Los dos niños se acercaron hasta el animal, que con paso lento seguía caminando por la sala. Lo hicieron cuando la vieron salir de una pieza. Doña Jesusita, advirtiendo el interés de los niños, les explicó que era un animal que caminaba lento, como sin afán. Andrés, que no podía creer lo que veía, le preguntó: “¿En dónde la mantiene?”. La abuelita del alcalde, una anciana con pelo de nieve, que todavía tenía lucidez mental, les dijo que en la noche se metía debajo de una silla del corredor. Entonces Cristian, que era el más despierto, le preguntó: “Doña Jesusita: ¿Teresa tiene más de cien años?”. La anciana, entendiendo su inquietud, le respondió: “Cuando me la entregó para que la cuidara, mi mamá me dijo que tenía más de cincuenta años. De esto hace ya como cincuenta. Estos son los años que lleva viviendo en mi casa.
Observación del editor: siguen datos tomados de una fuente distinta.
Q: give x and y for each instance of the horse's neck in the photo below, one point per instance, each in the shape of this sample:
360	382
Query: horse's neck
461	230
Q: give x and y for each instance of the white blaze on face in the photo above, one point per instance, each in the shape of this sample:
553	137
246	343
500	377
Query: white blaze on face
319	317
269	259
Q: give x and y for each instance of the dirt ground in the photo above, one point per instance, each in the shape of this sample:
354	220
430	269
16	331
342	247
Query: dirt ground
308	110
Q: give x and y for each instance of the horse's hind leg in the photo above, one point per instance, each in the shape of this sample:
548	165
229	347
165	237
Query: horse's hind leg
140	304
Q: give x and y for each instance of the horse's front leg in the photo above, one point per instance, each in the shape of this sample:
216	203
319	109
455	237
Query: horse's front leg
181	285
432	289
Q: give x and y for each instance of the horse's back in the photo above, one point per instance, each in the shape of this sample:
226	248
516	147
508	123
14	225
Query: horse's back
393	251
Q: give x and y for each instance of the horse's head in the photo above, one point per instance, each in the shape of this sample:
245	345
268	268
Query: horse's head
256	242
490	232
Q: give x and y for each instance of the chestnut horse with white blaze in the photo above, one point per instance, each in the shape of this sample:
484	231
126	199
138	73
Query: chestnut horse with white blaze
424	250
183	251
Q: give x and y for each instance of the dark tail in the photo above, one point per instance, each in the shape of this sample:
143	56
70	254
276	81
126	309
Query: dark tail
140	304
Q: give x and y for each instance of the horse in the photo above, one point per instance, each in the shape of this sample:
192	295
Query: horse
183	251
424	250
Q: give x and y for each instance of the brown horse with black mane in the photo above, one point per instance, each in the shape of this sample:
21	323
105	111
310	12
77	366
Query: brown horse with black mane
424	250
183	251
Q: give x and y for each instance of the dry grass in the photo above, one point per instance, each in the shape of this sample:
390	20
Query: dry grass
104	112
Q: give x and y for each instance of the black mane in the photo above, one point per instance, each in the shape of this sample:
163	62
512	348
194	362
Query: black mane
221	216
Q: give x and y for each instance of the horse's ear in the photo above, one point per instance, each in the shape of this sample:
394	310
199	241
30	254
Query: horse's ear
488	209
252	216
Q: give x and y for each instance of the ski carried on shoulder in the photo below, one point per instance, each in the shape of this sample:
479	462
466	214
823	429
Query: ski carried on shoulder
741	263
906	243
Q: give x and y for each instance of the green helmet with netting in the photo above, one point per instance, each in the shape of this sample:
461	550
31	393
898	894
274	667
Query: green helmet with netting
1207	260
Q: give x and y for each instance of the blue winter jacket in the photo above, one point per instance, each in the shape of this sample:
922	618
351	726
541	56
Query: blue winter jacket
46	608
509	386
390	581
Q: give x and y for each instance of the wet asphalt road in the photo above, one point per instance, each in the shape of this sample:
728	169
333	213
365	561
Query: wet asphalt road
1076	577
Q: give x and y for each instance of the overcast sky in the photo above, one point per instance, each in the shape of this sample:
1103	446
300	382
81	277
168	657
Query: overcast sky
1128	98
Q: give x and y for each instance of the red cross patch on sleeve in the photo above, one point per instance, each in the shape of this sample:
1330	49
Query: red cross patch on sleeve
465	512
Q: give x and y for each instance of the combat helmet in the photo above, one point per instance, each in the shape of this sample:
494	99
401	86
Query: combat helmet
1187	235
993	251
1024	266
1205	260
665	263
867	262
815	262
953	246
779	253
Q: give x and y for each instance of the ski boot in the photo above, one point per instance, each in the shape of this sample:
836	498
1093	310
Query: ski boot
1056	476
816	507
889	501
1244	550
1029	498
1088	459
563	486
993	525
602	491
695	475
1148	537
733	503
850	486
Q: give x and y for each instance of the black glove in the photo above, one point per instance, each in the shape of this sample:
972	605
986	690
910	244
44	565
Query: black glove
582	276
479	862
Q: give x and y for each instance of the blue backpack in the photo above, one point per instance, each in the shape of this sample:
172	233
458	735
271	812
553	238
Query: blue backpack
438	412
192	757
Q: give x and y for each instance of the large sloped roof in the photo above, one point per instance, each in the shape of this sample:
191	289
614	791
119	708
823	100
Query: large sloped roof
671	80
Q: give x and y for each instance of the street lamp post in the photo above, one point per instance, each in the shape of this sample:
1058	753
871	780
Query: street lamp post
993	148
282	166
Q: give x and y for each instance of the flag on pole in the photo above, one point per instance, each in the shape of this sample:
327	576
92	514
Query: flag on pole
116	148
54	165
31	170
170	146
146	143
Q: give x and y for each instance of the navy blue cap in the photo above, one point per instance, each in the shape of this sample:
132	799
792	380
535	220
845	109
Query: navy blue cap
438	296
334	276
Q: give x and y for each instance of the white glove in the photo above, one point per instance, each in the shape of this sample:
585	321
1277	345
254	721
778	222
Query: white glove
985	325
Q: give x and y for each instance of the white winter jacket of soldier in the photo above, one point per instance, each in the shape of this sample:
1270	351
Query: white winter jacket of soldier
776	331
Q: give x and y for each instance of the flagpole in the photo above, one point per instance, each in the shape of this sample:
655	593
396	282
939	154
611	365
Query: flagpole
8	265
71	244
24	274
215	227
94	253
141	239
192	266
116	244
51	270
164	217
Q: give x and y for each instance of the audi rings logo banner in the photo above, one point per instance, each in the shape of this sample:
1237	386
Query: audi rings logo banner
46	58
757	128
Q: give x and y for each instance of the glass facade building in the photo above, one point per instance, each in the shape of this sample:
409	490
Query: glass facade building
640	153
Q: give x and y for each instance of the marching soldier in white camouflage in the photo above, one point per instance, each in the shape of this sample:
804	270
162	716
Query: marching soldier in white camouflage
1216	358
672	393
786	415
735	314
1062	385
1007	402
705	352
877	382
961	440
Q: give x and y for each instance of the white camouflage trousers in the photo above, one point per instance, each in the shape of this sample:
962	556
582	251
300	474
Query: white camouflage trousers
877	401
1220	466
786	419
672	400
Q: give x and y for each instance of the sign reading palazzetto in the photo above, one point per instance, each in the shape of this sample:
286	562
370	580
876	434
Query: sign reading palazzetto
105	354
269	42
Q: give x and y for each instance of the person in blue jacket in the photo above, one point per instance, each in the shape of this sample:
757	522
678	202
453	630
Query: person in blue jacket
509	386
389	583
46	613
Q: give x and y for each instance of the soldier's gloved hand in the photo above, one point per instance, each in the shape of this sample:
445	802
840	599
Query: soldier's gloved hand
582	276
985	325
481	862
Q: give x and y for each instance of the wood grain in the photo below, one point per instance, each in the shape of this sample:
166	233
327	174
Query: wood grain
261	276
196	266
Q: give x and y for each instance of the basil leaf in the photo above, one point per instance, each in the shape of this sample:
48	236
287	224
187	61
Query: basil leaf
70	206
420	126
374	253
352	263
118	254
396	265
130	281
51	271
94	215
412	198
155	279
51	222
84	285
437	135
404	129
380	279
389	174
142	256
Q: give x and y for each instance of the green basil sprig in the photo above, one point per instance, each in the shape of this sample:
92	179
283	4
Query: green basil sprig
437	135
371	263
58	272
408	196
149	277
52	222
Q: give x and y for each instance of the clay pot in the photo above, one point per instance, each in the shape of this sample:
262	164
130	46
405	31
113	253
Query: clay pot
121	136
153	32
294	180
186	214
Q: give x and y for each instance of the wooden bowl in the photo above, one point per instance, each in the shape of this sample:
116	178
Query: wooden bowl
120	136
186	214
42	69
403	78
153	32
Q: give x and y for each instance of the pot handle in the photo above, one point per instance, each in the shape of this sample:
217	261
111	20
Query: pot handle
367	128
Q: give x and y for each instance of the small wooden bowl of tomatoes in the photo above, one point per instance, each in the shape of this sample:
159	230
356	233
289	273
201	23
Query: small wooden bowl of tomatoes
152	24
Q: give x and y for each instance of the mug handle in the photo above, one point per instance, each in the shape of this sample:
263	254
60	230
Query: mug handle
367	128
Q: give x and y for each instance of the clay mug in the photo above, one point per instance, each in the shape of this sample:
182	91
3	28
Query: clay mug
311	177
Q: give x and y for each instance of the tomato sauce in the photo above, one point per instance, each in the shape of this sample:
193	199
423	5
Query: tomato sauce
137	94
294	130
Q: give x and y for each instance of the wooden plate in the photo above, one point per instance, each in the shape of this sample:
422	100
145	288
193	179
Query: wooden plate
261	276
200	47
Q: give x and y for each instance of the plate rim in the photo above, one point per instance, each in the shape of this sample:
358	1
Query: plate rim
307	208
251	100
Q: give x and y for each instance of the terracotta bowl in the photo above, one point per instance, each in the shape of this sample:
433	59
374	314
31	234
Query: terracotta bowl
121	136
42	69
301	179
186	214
– ¿No le ha dado ninguna enfermedad? – preguntó Andrés, preocupado porque debido a lo vieja la tortuga podría morirse de un momento a otro.

– Mañana le diré al profesor que conocí el animal que tiene más edad – dijo, alegre, Cristian.

A la mañana siguiente, cuando llegaron a la escuela, Andrés y Cristian se sintieron los estudiantes más felices de San Rafael de los Vientos. Habían conocido una tortuga con nombre de mujer. Y lo mejor: supieron que caminaba como los ancianos, despacio, con cuidado, evitando darse contra las paredes. De lo que no se habían dado cuenta fue de que esa misma noche doña Jesusita Giraldo murió de un infarto. Lo supieron cuando, a la hora del almuerzo, al llegar a sus casas, escucharon el repicar de las campanas. Al enterarse del motivo, los dos niños salieron para la casa de la anciana. Al llegar, la muchacha del servicio, la que les abrió la puerta cuando ellos llegaron a conocer la tortuga, les contó que el animal también había muerto. Un sentimiento de tristeza se apoderó entonces de sus almas. “¡No puede ser!”, exclamaron. Fue cuando le dijeron: “Nosotros nos encargamos de enterrar a Teresa”.